One of the four Pacific Division teams will take third. Barring a collapse by Chicago, the situation means three other Pacific teams, and two Northwest squads, scrap and scrape for the last two playoff spots.
Assessing the teams’ schedules, there are few striking differences. Most of the teams have 10 games left, though Colorado has only eight. The balance of home and away games is basically 50-50 for all the contenders on the bubble. In terms of difficulty of schedule, it is again mostly even. Some do face tough stretches: Dallas and Colorado both have to twice play a Vancouver team hungry to get on a roll ahead of the playoffs; Los Angeles hits a difficult three-game run this week of St. Louis, Boston and Vancouver.
San Jose has the best advantage a team might ask for, given what hockey players on the bubble feel when tied to television or Internet to spy out-of-town scores.
The bubble teams each play about half their games against one another. San Jose, however, has eight of its last 11 against others in the bubble six. So while it may be surprising to see the Sharks in eighth right now, the perennial contender controls its fate. The Sharks’ regular season ends with back-to-back games against Dallas, then L.A.
An intriguing first-round matchup, for Western Canadians especially, would be Calgary-Vancouver. The book on the teams’ playoff rivalry is thin, in pages, but bursting with history in three short chapters, each told in a bruising seven games.
In 2004, Calgary upset Vancouver in the first round, 4-3, en route to a Stanley Cup final loss.

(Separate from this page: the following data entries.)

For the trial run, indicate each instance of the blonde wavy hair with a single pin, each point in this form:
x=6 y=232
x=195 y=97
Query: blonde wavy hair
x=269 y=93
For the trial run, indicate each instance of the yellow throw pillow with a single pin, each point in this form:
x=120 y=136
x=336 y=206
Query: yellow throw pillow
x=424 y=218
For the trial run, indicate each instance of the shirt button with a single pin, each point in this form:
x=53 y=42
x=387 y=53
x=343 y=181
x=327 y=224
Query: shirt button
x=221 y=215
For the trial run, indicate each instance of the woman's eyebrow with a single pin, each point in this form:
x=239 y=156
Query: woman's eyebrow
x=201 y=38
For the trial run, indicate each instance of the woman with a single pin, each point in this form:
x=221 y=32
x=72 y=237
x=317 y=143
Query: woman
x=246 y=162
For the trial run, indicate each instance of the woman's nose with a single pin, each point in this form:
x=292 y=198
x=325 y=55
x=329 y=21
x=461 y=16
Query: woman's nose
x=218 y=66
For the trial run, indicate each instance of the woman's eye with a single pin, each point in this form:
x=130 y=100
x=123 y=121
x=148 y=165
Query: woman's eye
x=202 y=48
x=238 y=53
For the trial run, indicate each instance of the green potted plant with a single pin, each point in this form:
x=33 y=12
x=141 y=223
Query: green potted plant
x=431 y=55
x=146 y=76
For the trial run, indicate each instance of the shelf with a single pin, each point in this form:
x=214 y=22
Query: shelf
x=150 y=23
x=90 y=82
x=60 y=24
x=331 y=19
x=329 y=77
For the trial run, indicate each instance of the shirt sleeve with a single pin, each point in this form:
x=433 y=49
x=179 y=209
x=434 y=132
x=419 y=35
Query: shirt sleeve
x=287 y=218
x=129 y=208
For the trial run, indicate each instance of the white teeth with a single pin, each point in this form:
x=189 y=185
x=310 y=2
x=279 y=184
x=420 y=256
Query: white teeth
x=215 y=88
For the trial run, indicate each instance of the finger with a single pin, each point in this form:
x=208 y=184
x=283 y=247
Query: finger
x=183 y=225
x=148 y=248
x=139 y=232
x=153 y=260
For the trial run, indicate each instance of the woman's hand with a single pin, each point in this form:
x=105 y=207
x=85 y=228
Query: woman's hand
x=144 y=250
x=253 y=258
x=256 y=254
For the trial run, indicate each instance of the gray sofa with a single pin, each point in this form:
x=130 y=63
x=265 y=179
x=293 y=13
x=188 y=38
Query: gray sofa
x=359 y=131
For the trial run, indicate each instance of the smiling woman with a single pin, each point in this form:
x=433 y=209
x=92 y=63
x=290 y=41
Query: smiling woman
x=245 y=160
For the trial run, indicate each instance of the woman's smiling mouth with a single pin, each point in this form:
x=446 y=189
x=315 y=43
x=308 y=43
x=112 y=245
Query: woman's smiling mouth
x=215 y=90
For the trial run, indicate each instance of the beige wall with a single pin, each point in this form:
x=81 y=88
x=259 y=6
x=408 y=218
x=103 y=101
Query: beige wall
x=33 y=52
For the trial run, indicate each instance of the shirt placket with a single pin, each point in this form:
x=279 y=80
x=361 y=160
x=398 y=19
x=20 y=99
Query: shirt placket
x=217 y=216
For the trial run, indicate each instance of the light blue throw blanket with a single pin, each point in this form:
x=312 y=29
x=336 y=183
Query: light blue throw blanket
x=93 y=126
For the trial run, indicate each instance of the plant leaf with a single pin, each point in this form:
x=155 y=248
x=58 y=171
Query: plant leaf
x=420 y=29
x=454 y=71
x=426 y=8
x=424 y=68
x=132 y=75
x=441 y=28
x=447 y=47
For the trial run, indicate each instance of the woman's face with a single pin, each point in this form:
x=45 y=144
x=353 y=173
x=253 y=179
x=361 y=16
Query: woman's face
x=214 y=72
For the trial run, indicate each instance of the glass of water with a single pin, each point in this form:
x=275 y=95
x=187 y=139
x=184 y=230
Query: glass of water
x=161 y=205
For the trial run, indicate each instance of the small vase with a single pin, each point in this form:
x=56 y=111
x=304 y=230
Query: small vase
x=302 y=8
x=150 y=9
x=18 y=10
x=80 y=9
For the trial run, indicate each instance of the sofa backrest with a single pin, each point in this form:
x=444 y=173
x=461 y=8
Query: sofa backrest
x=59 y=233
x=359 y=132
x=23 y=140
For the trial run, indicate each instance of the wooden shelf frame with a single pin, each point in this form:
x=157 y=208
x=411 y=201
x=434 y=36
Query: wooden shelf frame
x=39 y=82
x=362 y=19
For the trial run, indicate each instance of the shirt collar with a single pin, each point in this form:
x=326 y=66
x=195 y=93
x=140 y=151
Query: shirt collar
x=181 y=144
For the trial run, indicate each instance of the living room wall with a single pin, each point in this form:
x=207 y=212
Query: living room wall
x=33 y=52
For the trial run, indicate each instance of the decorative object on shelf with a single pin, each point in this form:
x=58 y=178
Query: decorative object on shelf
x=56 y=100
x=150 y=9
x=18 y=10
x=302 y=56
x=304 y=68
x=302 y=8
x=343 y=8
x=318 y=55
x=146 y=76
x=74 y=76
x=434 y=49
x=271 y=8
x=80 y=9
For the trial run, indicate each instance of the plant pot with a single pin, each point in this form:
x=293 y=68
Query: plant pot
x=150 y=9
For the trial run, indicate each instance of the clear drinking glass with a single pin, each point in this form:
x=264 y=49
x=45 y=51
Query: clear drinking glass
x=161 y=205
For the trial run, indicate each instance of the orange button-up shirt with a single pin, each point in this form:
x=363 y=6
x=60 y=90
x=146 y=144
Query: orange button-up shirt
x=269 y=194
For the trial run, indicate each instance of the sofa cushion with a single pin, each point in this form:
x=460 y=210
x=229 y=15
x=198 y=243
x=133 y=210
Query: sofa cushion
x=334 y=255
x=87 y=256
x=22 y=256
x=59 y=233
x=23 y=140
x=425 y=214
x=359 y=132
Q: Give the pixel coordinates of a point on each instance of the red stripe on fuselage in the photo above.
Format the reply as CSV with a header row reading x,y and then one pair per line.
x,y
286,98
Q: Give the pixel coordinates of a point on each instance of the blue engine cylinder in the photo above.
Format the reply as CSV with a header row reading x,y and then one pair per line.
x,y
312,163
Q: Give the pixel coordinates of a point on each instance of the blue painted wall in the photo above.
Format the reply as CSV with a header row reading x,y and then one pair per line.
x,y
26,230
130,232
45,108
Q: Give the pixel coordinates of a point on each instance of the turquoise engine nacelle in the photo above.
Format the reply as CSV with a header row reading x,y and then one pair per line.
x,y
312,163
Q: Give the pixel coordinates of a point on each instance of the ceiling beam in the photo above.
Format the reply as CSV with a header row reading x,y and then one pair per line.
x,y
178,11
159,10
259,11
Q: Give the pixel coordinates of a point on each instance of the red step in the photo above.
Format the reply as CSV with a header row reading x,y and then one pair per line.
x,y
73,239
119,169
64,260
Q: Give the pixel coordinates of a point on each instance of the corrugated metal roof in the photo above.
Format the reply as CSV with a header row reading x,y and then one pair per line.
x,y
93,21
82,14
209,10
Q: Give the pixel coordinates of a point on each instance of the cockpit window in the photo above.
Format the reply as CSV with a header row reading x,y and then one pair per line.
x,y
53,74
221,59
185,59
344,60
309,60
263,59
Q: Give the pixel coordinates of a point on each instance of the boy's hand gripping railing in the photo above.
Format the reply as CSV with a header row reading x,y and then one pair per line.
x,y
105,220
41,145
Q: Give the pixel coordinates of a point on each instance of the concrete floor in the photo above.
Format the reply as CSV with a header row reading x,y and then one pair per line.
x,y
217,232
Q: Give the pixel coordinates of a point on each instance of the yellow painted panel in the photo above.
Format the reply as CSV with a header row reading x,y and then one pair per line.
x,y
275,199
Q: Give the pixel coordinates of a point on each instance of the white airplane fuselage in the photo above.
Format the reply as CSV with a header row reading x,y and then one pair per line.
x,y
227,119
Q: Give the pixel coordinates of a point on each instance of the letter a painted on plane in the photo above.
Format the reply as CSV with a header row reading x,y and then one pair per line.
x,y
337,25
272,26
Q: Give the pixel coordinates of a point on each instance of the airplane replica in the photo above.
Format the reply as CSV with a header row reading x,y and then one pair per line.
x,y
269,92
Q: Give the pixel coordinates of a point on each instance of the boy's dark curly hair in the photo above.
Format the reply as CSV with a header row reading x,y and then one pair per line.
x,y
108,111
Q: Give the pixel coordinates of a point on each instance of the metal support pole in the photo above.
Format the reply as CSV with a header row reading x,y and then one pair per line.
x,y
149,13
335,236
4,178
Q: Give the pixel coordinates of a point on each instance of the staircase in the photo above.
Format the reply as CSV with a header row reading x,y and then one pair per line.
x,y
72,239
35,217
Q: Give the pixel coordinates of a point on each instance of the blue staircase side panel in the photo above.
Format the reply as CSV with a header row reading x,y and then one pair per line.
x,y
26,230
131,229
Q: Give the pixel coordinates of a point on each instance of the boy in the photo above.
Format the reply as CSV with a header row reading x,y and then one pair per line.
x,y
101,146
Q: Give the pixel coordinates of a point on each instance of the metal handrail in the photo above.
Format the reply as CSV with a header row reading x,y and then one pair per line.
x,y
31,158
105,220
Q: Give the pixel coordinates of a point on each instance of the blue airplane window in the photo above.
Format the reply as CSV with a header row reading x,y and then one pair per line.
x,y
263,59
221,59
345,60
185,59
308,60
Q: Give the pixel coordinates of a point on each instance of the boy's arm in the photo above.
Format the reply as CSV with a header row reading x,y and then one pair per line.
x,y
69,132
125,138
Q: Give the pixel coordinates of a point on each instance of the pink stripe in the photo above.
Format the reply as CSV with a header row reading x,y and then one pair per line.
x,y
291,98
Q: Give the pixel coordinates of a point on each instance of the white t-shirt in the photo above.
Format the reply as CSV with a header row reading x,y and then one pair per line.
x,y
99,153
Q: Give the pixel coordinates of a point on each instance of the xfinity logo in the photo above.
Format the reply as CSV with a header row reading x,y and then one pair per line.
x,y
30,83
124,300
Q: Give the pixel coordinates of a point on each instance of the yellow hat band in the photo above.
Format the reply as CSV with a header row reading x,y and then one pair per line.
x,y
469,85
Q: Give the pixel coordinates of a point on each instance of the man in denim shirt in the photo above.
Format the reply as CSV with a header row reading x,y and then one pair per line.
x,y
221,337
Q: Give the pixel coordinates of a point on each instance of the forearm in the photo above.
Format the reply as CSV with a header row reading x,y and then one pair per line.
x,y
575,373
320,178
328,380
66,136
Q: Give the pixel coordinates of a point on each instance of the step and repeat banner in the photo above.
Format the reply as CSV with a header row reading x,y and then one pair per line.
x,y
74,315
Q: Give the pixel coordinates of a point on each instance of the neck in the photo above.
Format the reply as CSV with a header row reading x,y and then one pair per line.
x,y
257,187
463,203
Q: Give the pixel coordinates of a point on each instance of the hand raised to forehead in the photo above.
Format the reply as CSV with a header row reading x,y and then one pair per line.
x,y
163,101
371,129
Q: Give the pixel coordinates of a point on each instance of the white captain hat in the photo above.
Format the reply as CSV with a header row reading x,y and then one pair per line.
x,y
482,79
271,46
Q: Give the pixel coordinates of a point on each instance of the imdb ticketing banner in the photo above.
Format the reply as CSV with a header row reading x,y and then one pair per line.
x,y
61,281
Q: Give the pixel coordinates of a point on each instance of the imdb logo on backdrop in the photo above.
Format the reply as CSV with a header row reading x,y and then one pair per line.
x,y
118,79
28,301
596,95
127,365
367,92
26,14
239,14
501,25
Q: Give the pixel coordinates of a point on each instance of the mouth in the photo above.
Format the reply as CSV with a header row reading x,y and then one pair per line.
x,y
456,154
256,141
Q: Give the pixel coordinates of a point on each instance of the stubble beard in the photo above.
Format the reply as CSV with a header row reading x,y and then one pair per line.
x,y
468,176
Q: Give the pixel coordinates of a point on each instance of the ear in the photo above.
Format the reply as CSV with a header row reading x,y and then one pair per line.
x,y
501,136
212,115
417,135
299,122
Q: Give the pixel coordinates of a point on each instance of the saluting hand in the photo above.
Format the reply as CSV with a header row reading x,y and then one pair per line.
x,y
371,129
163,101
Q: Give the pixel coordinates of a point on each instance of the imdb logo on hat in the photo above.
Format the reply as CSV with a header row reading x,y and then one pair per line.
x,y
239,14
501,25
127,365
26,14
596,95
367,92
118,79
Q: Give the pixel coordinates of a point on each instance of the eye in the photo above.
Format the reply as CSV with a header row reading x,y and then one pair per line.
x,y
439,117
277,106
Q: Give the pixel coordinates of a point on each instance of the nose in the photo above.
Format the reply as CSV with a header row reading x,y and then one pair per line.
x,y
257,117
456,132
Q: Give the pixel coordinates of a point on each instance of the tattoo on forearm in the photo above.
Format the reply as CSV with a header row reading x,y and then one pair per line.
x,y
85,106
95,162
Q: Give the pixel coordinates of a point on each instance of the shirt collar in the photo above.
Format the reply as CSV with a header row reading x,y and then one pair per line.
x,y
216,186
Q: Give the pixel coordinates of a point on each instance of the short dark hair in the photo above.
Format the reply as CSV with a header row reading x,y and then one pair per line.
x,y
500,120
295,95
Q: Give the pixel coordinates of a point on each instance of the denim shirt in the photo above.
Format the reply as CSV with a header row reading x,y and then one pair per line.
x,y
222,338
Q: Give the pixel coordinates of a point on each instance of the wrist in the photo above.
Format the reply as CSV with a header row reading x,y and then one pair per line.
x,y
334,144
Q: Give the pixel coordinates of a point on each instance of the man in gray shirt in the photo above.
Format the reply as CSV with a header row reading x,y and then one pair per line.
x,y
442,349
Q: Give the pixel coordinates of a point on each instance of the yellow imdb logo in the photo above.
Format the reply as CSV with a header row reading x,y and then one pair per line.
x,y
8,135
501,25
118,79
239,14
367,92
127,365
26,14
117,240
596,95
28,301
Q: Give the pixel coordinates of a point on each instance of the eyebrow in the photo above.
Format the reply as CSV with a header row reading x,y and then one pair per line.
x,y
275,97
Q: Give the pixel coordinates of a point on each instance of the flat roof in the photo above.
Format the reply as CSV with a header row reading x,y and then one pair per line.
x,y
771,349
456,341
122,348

In 1994, Vancouver upset Calgary in the first round, 4-3, en route to a Stanley Cup final loss.
In 1989, Calgary was nearly upset by Vancouver in the first round, but prevailed 4-3, en route to a Stanley Cup win.
Vancouver, almost guaranteed at least the No. 2 position in the West this season, knows that while bubble teams can arrive in the playoffs tired, the opposite is also true. Teams that battle into the playoffs can be primed for warring on ice in spring.
“Win more games in the middle of the season, and the beginning,” is Bieksa’s half-joking advice to bubble teams.
“It can work both ways,” he adds. “You start playing your best hockey to get into the playoffs, and you can just keep that going. But I think most teams would prefer to go in comfortably in the last month.”